I started my design career far too long ago doing system verification on a multi-processor server design. Basically, I was charged with assembling a model of the system and then writing some tests to exercise it. This was long before the days of virtual prototypes so I assembled the system in RTL simulation using an LMSI hardware modeler to represent the existing processor and cache components in the system. When it came time to get software up and running on the system, I started off by writing a few directed tests to run on the processors in the design. These tests were designed to stress the system but configuring all of the components started to become burdensome so I went to the software team and started borrowing the code that they were writing for the eventual real silicon and got it up and running on my system model. After spending far too much time figuring out the problems in my verification system (it was my first job after all) I started finding real system problems. Software driven verification was finding problems that the hardware verification team had missed. Since this was the first time that software was being run on the real hardware, albeit as a simulation model, we found numerous problems in both the hardware and the software.
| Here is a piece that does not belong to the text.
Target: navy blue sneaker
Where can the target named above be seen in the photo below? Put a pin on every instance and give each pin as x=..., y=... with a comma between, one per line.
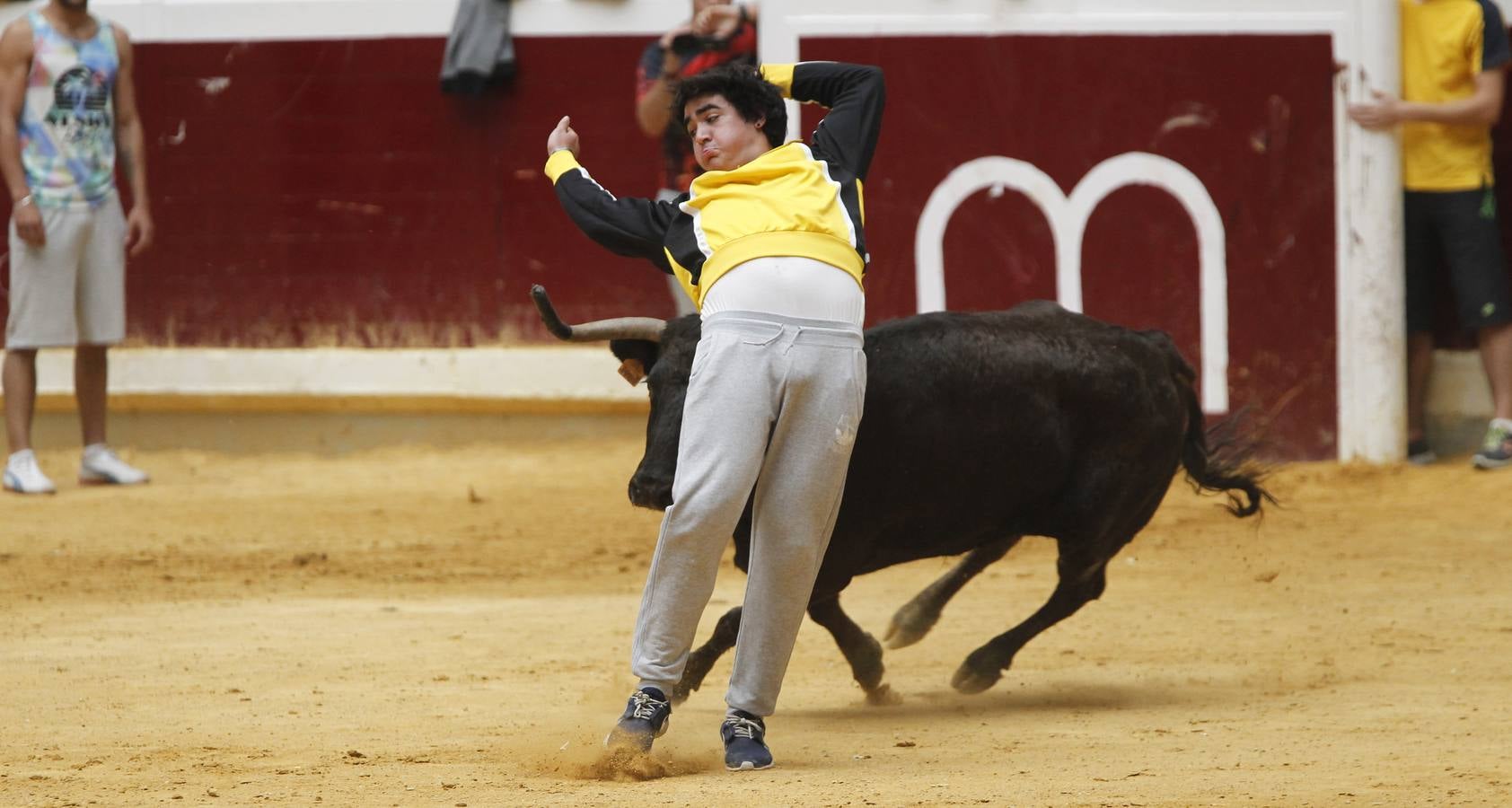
x=646, y=719
x=744, y=742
A few years later, I migrated from doing design work to working as an applications engineer at Quickturn Systems. I saw firsthand the huge amounts of money and design resources which companies would allocate to assemble a model of the system before silicon. They were taking a lot of the same approach that I had done in my first job running real software on real hardware. Instead of assembling the system in software talking to a hardware modeler they were using a cobbled together system with a washing machine sized emulator hooking into a specially designed hardware board with what seemed like miles of spaghetti-like cables in between. The hardware teams would typically use the systems during the day time hours to do their system verification work with the software teams relegated to nighttime hours for their time on the box. (After all, emulators were an expensive resource. It made sense to schedule them for round the clock usage and I spent more than one 2am session in the lab to help keep the boxes running.) The value was high though. The interaction of real hardware and real software before silicon accelerated design schedules and found corner case functional and performance issues that would have otherwise made their way into silicon. It was difficult, it was expensive but for many design teams, it was worth it.
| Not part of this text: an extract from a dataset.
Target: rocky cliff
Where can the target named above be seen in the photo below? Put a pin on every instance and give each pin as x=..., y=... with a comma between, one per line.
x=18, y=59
Fast forward a few years to the present day and it looks like the path to do this system level validation is evolving once again. We’ve seen an increasing number of design teams adopt a validation strategy that involves using system level software to drive the validation of the design long before silicon. While this has historically been done using the actual system software (getting to that boot prompt well before
tapeout is still a typical milestone) many design teams are now crafting software specifically for the purpose of validating their system. This software can either be targeted software they’ve written themselves or third party verification software from leading companies like Breker Systems. We recently published an article together with Breker in EETimes which talks about doing precisely this to address the huge problem of coherency validation in the newest generation of ARM V8-based SoC designs. It goes into a good amount of depth on cache coherency so I'd certainly recommend it if your next design is using hardware coherency. The CPAK discussed in the article uses two clusters of four core ARM Cortex-A53 CPUs but it can be easily modified to better represent your actual design.
While emulation and FPGAs remain a popular, albeit expensive, way to execute this validation software, an increasing number of teams have been performing this valuable step on virtual prototypes. Using virtual prototypes together with system software isn’t new of course, that’s been done for a long time. The latest wrinkle though is the ability to do this software development on a virtual prototype which is actually an accurate representation of the system. Traditionally, virtual prototypes have been functional models only and have abstracted away the implementation details of the system in order to achieve performance. Today, it is possible to use virtual prototypes that have both the speed of these high level virtual prototypes (10s to 100s of MIPS) but also still have all of the accuracy of the RTL implementation. What’s more, many of these systems are already built and have system software already running on them.
Of course, when I say RTL-accurate, alarm bells start going off. Does this mean I have to debug my software using waveforms? Am I going to have to learn how to run a hardware simulator? And of course: Don’t accurate models run too slowly to execute real software? Thankfully, the answers to all of these questions is no. Let’s see why.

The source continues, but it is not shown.